Baden-Mayer goes on to say that the influence of non-organic corporate interests at the OTA explains why the Association has consistently worked for lowest-common-denominator organic standards.
OTA's exective director, Christine Bushway, responded to the charges: "OTA has had an official position calling for mandatory labeling of GMO foods since 2000 ... OTA scored a permanent and decisive win by successfully suing the state of Ohio to stop efforts by Monsanto to silence truthful claims about the absence of GMOs in organic dairy. Let's be clear - the decision to file this lawsuit was unanimously approved by OTA's Board. In spite of the obvious David and Goliath situation, the board went way out on a limb and litigated to protect the industry ...
in my almost three years with OTA and a dozen full board meetings, never once has any Board member expressed hesitance to do what is right for organic. Regardless of their business size, type or structure, our Board members make decisions to benefit the trade as a whole, with the integrity and respect you'd hope for from elected representatives."
The situation is similar to that of the National Association of Manufacturers (NAM) and climate change. Last month, shareholders accused 43 major US companies for taking a two-faced stance on greenhouse gas emissions. As individual corporations, companies like Intel, Ford and GE take the high road, publicizing their progressive environmental policies and climate change awareness. But as board members of NAM, they implicitly support the organizations lobbying efforts to block greenhouse gas regulations.

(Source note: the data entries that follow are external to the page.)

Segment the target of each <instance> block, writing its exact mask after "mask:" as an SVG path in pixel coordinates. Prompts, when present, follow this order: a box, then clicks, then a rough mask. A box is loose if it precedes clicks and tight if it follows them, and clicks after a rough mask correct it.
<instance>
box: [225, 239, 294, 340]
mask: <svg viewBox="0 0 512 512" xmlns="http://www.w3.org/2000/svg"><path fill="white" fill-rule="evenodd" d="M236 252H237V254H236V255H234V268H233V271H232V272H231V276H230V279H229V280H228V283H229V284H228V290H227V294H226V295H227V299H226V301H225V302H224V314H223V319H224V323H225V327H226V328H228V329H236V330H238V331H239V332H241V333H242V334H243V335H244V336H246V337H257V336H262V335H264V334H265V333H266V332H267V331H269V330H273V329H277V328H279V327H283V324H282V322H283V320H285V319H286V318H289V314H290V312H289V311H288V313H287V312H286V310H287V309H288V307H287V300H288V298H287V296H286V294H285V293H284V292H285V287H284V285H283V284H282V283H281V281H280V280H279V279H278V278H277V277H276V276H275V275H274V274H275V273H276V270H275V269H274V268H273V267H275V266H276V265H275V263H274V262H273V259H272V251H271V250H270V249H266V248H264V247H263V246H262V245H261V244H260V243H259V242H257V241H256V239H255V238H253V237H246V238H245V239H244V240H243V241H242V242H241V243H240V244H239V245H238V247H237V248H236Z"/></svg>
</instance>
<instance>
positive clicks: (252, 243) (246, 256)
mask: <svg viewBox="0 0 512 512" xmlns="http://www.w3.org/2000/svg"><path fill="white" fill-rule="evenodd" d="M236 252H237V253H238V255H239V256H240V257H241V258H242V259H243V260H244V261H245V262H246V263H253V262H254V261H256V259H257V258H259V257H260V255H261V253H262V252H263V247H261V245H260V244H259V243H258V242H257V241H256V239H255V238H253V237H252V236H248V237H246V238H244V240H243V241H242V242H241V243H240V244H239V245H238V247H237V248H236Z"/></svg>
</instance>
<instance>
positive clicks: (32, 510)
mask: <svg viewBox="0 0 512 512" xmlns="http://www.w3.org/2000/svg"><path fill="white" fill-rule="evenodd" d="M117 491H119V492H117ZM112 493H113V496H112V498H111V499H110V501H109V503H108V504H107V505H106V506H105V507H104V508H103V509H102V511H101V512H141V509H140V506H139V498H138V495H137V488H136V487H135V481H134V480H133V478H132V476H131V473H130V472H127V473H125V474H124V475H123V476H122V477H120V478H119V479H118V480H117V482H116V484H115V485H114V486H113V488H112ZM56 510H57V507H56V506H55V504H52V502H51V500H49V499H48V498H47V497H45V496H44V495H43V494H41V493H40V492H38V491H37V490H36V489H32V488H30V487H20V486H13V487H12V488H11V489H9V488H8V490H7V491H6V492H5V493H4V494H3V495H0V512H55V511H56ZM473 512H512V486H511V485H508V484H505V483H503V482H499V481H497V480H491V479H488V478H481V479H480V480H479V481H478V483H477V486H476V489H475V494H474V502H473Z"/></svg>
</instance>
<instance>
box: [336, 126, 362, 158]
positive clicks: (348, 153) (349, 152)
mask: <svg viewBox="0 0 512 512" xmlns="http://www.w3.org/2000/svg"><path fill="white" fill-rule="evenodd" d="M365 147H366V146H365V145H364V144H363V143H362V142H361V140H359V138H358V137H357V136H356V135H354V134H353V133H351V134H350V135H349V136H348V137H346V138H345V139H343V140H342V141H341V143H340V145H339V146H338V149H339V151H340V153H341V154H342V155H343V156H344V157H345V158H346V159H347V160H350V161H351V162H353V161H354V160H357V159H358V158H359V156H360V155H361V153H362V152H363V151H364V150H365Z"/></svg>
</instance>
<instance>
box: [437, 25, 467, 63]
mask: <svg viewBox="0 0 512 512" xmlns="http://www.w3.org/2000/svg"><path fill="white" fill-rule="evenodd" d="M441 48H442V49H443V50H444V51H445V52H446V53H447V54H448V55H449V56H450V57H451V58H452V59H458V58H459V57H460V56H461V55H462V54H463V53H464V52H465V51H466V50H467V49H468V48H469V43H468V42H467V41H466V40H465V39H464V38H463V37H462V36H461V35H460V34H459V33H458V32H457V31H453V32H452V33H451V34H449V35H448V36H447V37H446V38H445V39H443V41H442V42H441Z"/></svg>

In both instances, it's necessary to look beneath the surface of what these major corporations say and do, because often times they are playing both sides of an issue to their advantage.
Organizers in California will begin gathering signatures in the fall to put the GMO initiative on the California ballot. They are relying on support from members of the Organic Consumers Association (OCA) and the Millions Against Monsanto network, a group that has risen up in opposition to Monsanto, which is undermining competition and crop diversity in the agriculture industry with its genetically modified plant species.
"Poll after poll shows U.S. consumers want genetically engineered foods labeled," writes organizer Pamm Larry on the OCA blog. "Whenever I hear anyone speak about GMOs they all say we need labeling. Books, articles, everyone says that we need GMOs labeled. Let's get the job done."